Finally, we found a hostel in a castle 45 minutes on the other side of town. I sent a few quick emails to my mother and those i had hoped to meet up with over the weekend, and took off for the central station where I would buy a ticket for Beverwijk from where I would take a bus to Heemskerk. I did make reservations at Shelter Jordan by phone for Monday and Tuesday nights just in case.
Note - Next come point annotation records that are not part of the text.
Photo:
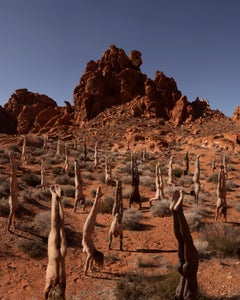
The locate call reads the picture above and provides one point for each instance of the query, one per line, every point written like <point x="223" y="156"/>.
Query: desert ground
<point x="149" y="244"/>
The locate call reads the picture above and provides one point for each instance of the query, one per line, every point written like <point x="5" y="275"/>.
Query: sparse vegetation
<point x="131" y="219"/>
<point x="36" y="249"/>
<point x="223" y="240"/>
<point x="31" y="179"/>
<point x="161" y="209"/>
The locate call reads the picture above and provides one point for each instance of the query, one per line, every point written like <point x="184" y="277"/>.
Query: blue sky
<point x="46" y="44"/>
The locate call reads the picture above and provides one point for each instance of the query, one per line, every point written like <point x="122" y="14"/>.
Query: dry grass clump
<point x="4" y="188"/>
<point x="31" y="179"/>
<point x="158" y="287"/>
<point x="213" y="178"/>
<point x="195" y="218"/>
<point x="131" y="219"/>
<point x="42" y="223"/>
<point x="161" y="209"/>
<point x="223" y="240"/>
<point x="106" y="205"/>
<point x="34" y="248"/>
<point x="4" y="207"/>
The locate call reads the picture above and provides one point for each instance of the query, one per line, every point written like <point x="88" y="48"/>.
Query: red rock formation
<point x="116" y="79"/>
<point x="236" y="114"/>
<point x="8" y="124"/>
<point x="30" y="112"/>
<point x="113" y="80"/>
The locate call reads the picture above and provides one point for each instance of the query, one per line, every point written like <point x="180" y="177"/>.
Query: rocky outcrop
<point x="112" y="80"/>
<point x="236" y="114"/>
<point x="116" y="79"/>
<point x="30" y="112"/>
<point x="8" y="124"/>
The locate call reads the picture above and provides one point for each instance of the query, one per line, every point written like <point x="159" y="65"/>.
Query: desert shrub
<point x="4" y="158"/>
<point x="126" y="179"/>
<point x="4" y="207"/>
<point x="15" y="148"/>
<point x="69" y="192"/>
<point x="88" y="175"/>
<point x="34" y="248"/>
<point x="138" y="286"/>
<point x="237" y="206"/>
<point x="161" y="209"/>
<point x="31" y="179"/>
<point x="131" y="219"/>
<point x="148" y="181"/>
<point x="101" y="177"/>
<point x="42" y="194"/>
<point x="126" y="193"/>
<point x="4" y="188"/>
<point x="64" y="180"/>
<point x="66" y="203"/>
<point x="223" y="239"/>
<point x="213" y="178"/>
<point x="58" y="170"/>
<point x="86" y="165"/>
<point x="37" y="152"/>
<point x="106" y="205"/>
<point x="177" y="172"/>
<point x="93" y="192"/>
<point x="42" y="222"/>
<point x="126" y="169"/>
<point x="194" y="219"/>
<point x="231" y="185"/>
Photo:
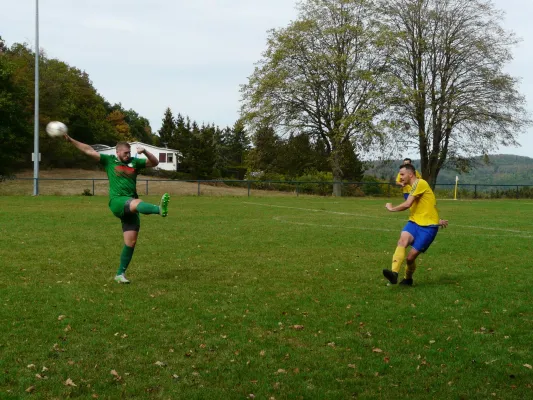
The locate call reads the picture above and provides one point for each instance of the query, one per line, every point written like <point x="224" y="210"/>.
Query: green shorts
<point x="120" y="207"/>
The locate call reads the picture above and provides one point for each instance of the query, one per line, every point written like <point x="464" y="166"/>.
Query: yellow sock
<point x="397" y="259"/>
<point x="410" y="271"/>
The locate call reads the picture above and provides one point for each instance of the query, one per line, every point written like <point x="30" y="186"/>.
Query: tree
<point x="167" y="133"/>
<point x="450" y="94"/>
<point x="118" y="121"/>
<point x="263" y="157"/>
<point x="322" y="76"/>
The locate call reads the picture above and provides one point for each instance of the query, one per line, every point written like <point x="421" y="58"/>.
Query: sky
<point x="190" y="55"/>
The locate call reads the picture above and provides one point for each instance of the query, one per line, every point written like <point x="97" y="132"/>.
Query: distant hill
<point x="503" y="169"/>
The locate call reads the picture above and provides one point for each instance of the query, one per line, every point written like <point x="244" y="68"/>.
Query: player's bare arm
<point x="402" y="207"/>
<point x="152" y="160"/>
<point x="84" y="148"/>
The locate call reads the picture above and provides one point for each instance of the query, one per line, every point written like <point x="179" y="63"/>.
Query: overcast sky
<point x="189" y="55"/>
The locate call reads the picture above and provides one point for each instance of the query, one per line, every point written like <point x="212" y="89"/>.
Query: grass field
<point x="266" y="298"/>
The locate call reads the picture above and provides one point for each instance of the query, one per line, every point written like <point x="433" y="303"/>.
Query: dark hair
<point x="410" y="167"/>
<point x="123" y="144"/>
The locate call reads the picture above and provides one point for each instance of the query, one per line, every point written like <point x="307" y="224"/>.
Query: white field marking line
<point x="371" y="216"/>
<point x="316" y="210"/>
<point x="280" y="219"/>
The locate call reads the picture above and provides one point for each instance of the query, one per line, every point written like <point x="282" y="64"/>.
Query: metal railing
<point x="97" y="186"/>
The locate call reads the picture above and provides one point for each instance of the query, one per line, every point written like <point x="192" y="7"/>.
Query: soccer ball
<point x="56" y="129"/>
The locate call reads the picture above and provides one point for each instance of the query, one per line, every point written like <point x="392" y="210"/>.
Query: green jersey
<point x="122" y="177"/>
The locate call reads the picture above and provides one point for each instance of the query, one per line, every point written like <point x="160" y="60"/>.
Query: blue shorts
<point x="424" y="235"/>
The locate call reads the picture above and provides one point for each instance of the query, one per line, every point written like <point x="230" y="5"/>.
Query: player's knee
<point x="403" y="242"/>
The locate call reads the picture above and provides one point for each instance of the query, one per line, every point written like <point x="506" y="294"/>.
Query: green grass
<point x="219" y="286"/>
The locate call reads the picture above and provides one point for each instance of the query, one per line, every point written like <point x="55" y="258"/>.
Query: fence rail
<point x="98" y="186"/>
An hour and a half later I arrived at the hostel in Heemskerk. I had to get some help with the bus. The hostel is a 13th century castle on the opposite side of town from the ocean. I had to stay in the servants house Friday night because there was a wedding in the castle, but I am now in the castle. I got to my room by 7 p.m. and slept through till 11:30 a.m. I’d only slept an hour or two on the plane, but somewhere between adrenaline and not having a very good sleep shedule to begin with I haven’t felt to out-of-whack due to the 6 hour time difference.
I plan to hangout for the weekend here and head back to Amsterdam on monday to try to get a bike, sofi. number, and apartment. The government paper work should take a few days. So I will be until then without a bank account. Hopefully, by tuesday or wednesday I will be ready to brave the UK. I am definately making reservations and planning a bit more before I go anywhere.
So, I’m off lest I end up blogging about blogging. I’ll check back in when I have more to report. Hope all is well with you.